I’m in sort of an unusual situation right now, because normally when I have a massive backlog, it’s due to having read lots and lots of comic books, due to how easy they are to read. But you know what else is easy to read? The Kindle, that’s what. And between that and a spate of laziness in re updating, I’ve now got one of those “hey, I think I vaguely remember that” backlogs. So let’s talk real quick-like about the books where I don’t have much to say.

First, Galen Beckett’s The Magician’s and Mrs. Quent and The House on Durrow Street , which is basically Jane Eyre meets Cthulhu. This sounds like a great premise, and it nearly is, but the execution is uneven at best. I was going to say “as you’d expect from a first-time novelist,” but it turns out that Galen Beckett is actually a pseudonym for Mark Anthony, who has written some Forgotten Realms and DragonLance novels, and maybe it’s not so much that he’s an awkward first novelist as just that he’s an awkward novelist. Still, the books weren’t bad. And hey, he’s a better standalone novelist than R.A. Salvatore.

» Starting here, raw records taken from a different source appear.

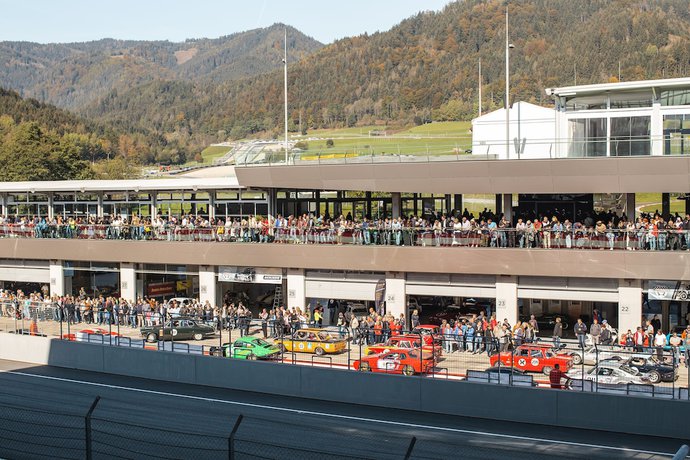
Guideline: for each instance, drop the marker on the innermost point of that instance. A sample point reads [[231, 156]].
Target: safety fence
[[465, 353], [531, 237], [91, 431]]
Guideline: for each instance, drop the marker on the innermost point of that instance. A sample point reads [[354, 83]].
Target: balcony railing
[[585, 238]]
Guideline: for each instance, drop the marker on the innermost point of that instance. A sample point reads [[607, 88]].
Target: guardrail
[[356, 234], [395, 149]]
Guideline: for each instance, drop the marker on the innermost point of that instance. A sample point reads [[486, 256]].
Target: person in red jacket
[[555, 377]]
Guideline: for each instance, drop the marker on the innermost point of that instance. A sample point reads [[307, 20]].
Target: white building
[[532, 130]]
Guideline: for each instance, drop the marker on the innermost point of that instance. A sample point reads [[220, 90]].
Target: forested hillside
[[74, 74], [426, 68], [168, 100], [41, 142]]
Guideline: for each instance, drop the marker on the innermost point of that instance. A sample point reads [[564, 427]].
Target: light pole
[[508, 47], [285, 82]]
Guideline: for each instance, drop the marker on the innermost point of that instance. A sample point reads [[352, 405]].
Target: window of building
[[677, 134], [630, 136], [675, 97], [588, 137]]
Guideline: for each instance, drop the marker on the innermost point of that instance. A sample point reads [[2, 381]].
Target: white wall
[[57, 278], [629, 305]]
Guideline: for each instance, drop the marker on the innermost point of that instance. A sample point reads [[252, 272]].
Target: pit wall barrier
[[562, 408]]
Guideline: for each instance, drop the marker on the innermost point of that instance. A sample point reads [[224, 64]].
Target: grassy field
[[446, 138]]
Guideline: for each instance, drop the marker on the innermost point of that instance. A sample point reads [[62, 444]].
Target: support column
[[396, 299], [128, 281], [100, 204], [57, 277], [207, 284], [629, 305], [665, 205], [630, 206], [50, 206], [296, 288], [397, 204], [457, 204], [508, 206], [506, 299]]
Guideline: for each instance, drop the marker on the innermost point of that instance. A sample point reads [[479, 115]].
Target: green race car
[[249, 348]]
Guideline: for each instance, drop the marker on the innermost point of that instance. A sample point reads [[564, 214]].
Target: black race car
[[650, 367]]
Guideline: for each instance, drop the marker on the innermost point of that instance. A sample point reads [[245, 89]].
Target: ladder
[[277, 296]]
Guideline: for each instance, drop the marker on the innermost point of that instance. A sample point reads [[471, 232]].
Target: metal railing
[[410, 149], [357, 234]]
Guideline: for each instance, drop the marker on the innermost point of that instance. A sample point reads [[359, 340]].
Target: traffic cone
[[33, 328]]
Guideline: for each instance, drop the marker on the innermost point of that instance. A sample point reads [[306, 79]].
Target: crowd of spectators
[[548, 230]]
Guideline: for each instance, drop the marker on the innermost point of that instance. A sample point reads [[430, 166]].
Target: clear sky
[[62, 21]]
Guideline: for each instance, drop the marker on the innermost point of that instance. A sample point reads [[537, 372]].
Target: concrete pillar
[[296, 288], [665, 205], [508, 206], [100, 204], [207, 284], [499, 204], [57, 277], [656, 130], [396, 298], [50, 206], [629, 305], [630, 206], [506, 298], [154, 205], [457, 203], [397, 204], [128, 281]]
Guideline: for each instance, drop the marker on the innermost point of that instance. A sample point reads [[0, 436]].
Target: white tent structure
[[532, 133]]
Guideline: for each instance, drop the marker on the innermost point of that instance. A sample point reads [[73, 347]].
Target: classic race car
[[650, 367], [590, 354], [178, 329], [430, 333], [247, 347], [93, 335], [532, 358], [311, 341], [402, 341], [609, 372], [407, 362]]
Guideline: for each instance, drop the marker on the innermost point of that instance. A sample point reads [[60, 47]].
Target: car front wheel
[[654, 377]]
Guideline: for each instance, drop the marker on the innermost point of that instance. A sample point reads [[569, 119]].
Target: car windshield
[[629, 370]]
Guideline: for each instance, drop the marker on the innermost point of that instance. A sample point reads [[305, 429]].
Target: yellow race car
[[311, 341]]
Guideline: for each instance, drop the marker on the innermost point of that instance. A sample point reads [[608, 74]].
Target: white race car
[[609, 372]]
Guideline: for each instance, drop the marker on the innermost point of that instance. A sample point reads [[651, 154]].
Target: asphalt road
[[138, 418]]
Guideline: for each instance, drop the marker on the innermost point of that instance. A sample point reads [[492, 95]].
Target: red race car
[[533, 358], [92, 335], [430, 333], [397, 361], [408, 341]]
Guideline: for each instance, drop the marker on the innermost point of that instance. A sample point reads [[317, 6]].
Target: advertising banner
[[250, 275], [668, 290]]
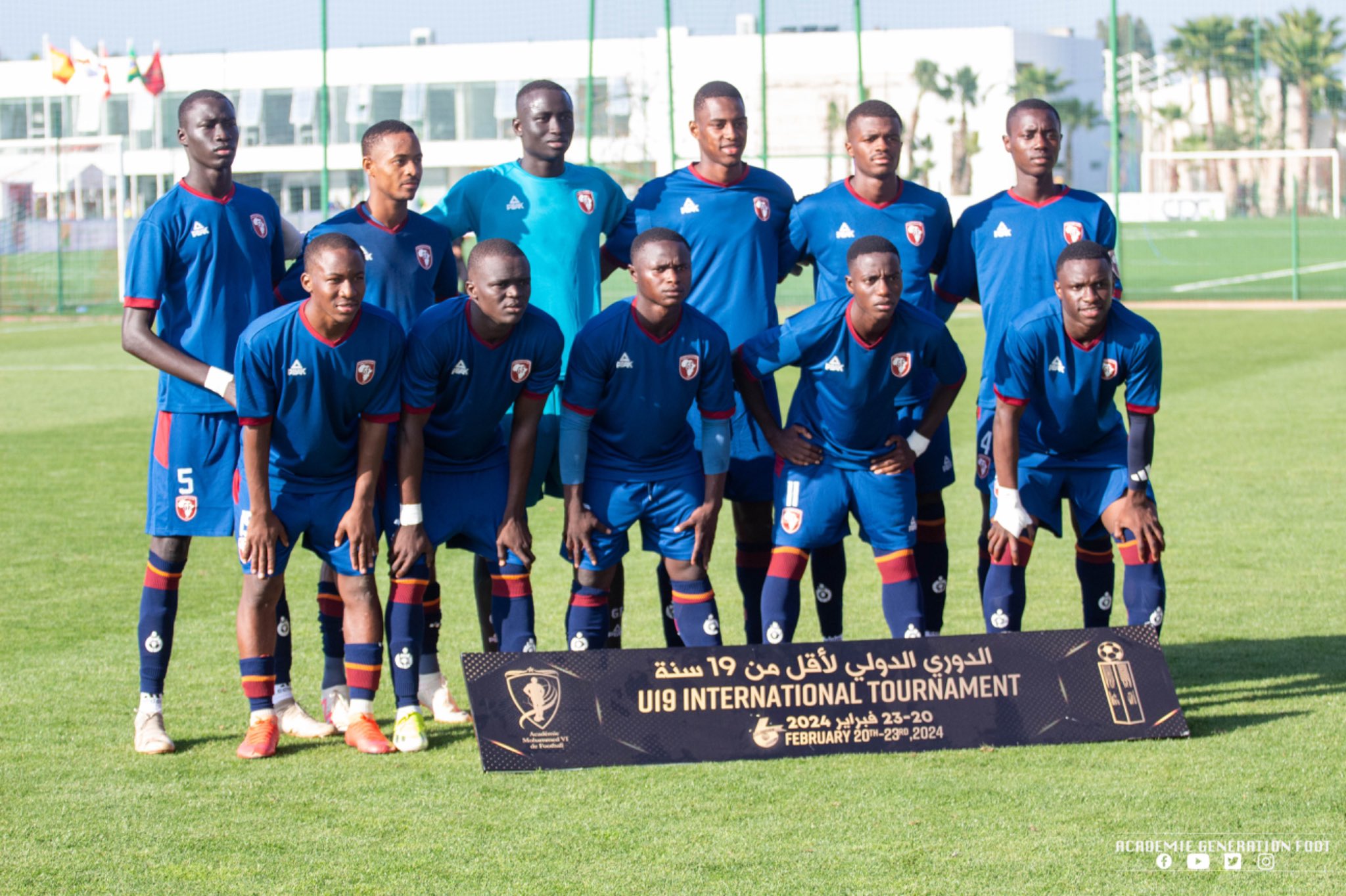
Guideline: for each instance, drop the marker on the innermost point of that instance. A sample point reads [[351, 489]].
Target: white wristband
[[217, 381]]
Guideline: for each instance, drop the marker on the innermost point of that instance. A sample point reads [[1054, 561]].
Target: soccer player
[[735, 218], [1058, 435], [845, 451], [1003, 255], [556, 212], [201, 267], [467, 362], [628, 453], [408, 267], [318, 385], [823, 228]]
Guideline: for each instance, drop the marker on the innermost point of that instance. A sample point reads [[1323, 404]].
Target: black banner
[[688, 706]]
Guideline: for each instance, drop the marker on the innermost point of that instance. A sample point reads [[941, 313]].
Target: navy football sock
[[781, 595], [901, 594], [512, 608], [158, 614], [1098, 575], [828, 567]]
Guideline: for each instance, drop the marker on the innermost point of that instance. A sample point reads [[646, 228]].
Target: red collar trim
[[321, 337], [716, 183], [867, 346], [371, 219], [875, 205], [206, 195], [1038, 205], [467, 314], [657, 341]]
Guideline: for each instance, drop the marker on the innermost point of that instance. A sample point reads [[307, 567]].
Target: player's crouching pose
[[467, 362], [628, 450], [318, 385], [1058, 435], [843, 449]]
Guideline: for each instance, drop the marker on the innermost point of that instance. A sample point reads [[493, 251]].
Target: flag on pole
[[154, 76]]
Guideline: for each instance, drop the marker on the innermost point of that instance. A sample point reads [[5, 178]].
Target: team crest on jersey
[[186, 508], [688, 365]]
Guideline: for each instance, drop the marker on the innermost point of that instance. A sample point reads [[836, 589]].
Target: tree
[[1201, 47], [964, 84], [927, 74]]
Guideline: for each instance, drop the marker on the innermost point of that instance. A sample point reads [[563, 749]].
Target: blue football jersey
[[209, 267], [917, 221], [315, 392], [847, 386], [1069, 388], [466, 384], [639, 389], [408, 268], [1004, 252], [739, 236]]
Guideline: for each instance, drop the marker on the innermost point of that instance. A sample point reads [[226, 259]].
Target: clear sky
[[183, 26]]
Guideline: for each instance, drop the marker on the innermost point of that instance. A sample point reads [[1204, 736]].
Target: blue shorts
[[812, 506], [935, 468], [659, 506], [986, 454], [462, 509], [193, 459], [314, 516], [1089, 490]]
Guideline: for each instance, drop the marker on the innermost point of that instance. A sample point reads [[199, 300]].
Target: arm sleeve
[[574, 445], [1014, 369], [385, 404], [255, 389], [147, 259], [1143, 377], [715, 445]]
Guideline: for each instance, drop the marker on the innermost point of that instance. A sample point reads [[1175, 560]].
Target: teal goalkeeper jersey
[[555, 221]]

Next up, let’s talk about Walter Jon Williams’ The Green Leopard Plague , which is a collection of short stories. Walter Jon Williams is a reliably excellent writer, and these were, for the most part, excellent stories. You should read his stuff.

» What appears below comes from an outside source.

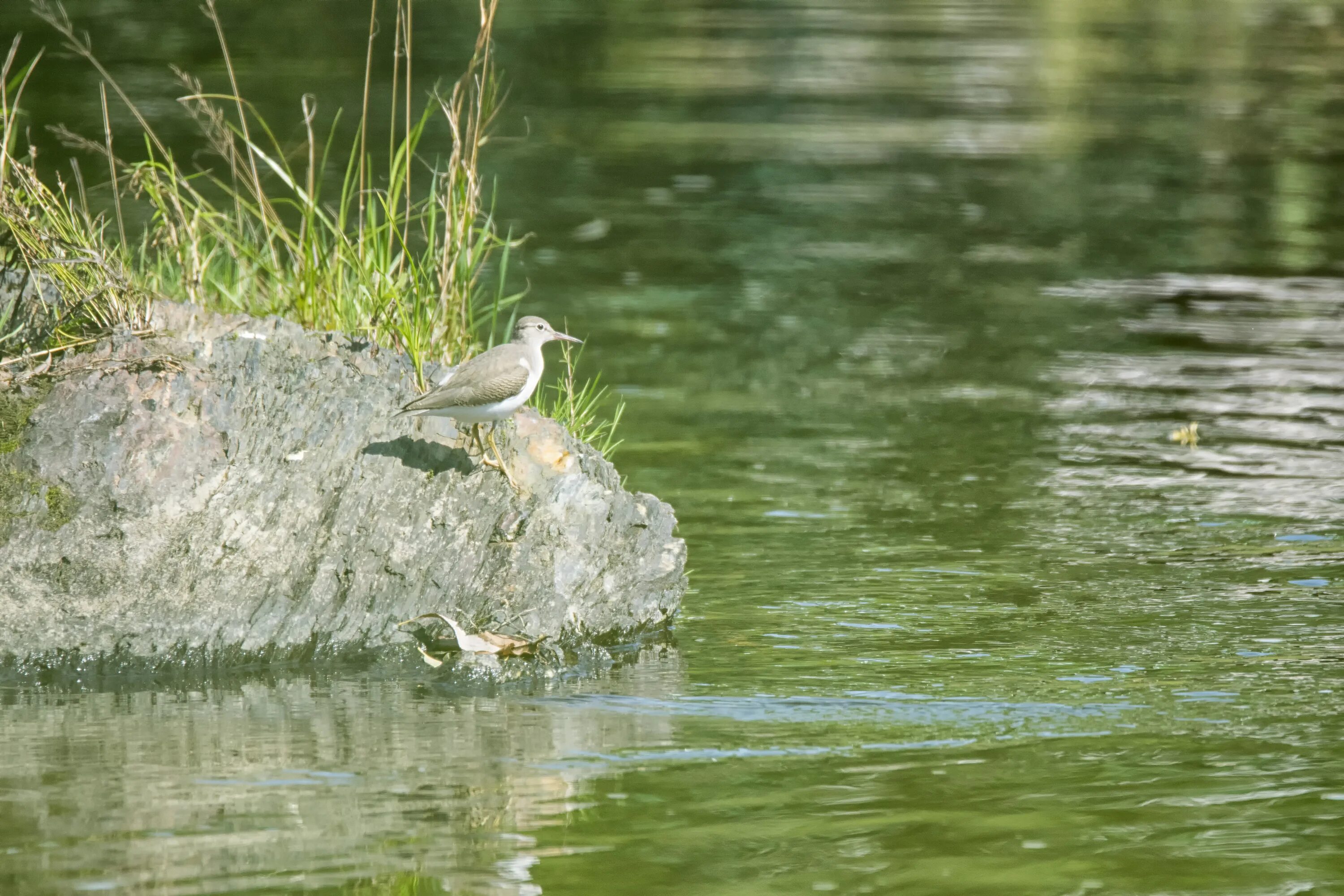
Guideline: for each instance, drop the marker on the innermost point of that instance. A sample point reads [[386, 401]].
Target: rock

Then there’s Stieg Larsson’s The Girl With the Dragon Tattoo , which you may have heard of due to it being a massive bestselling novel. As always, I’m sort of baffled by what random quirks of fate make something massive and bestselling. This is a pretty standard thriller, smarter than The Da Vinci Code (but what isn’t), but not particularly outstanding in any way. Although the Swedish setting does provide for a frisson of exoticism, and probably represents the book’s main virtue.

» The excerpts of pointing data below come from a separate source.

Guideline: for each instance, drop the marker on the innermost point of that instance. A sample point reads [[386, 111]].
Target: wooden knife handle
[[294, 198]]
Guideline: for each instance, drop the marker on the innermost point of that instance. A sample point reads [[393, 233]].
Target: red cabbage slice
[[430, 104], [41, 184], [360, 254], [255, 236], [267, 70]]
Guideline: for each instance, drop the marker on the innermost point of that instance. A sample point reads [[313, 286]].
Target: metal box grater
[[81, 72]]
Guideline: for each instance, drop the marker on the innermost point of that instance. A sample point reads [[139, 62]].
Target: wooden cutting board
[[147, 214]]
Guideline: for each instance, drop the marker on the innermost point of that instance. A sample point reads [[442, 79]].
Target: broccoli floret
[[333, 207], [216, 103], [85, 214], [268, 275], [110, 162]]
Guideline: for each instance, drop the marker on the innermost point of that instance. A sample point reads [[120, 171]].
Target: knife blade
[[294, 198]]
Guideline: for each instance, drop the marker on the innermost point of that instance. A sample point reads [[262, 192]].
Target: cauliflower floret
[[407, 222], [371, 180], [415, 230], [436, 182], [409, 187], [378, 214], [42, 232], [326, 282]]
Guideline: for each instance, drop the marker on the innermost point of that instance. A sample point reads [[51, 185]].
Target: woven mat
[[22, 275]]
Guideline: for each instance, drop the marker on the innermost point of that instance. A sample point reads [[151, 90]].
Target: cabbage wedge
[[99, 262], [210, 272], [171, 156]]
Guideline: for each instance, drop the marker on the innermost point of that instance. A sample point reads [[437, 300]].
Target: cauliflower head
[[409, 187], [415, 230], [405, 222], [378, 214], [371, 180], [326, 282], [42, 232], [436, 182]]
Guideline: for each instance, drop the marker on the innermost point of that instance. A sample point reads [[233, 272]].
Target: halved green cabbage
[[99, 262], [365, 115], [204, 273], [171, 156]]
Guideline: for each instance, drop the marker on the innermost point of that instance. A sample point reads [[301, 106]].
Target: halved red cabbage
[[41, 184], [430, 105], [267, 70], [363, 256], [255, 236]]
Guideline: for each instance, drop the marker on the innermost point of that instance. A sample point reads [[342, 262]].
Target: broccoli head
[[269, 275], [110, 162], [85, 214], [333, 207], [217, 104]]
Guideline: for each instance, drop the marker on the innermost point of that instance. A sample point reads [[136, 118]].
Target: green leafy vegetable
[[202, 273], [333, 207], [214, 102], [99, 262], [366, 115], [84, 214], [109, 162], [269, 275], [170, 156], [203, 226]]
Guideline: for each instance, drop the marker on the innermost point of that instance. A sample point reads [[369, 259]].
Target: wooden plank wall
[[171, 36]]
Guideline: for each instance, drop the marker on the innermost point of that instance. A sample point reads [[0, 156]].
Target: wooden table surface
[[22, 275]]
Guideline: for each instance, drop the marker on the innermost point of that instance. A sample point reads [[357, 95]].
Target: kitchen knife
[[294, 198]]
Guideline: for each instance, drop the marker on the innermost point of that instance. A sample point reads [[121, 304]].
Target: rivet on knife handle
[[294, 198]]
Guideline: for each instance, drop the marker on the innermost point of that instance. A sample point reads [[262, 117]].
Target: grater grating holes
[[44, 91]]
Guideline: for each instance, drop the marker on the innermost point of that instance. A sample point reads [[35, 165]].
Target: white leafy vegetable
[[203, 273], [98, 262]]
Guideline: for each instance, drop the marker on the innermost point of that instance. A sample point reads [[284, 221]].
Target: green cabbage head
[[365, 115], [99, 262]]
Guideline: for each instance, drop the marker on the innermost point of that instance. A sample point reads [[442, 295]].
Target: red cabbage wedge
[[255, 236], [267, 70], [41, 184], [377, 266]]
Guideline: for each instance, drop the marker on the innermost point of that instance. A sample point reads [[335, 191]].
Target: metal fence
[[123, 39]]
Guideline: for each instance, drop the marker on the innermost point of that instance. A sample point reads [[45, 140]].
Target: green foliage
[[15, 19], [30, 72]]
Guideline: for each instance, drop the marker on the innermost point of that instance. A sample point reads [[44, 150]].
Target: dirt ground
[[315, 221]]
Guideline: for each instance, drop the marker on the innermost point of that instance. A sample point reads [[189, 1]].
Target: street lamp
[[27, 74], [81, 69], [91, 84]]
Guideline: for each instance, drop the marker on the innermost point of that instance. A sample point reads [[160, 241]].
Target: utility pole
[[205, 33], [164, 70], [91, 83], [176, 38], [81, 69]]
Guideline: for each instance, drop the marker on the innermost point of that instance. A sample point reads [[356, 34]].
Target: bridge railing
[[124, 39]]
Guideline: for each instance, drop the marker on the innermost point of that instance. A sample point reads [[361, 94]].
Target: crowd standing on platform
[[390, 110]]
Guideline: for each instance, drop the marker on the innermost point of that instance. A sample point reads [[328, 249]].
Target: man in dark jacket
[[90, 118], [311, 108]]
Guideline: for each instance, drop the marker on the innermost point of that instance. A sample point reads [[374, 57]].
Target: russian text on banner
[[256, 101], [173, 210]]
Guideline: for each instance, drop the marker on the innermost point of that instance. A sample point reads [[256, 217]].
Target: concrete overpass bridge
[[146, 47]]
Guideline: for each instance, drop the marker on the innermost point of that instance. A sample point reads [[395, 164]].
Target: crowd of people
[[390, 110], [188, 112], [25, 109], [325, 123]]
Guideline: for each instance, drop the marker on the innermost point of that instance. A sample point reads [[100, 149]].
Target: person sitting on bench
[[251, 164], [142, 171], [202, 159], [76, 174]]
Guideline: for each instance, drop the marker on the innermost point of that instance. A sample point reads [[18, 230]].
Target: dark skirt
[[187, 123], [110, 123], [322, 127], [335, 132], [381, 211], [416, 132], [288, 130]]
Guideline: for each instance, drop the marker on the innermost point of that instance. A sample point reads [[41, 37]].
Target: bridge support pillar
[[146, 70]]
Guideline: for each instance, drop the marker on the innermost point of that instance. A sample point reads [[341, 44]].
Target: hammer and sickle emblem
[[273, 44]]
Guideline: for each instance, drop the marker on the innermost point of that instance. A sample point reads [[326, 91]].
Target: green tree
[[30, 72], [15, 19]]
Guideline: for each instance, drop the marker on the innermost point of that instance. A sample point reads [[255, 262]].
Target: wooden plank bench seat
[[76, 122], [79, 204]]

And speaking of mainstream fiction, let’s talk about Kiran Desai’s The Inheritance of Loss , which I read after thinking to myself, “Self, you like all sorts of fiction, not just the scientifictions, so why do you never read actual straightforward literary fiction?” and realizing that I had no good answer for that question. So, a quick skim of award-winner lists, and here we were. This ends up being a multi-generational, time-and-place-skipping thing about imperialism and emigration and family and such, set primarily in India. It’s mostly a personal story (or a series of personal stories), seeing people’s lives and how they’ve been warped and shaped by colonialist institutions. A good book, and probably one that deserves a better write-up than this.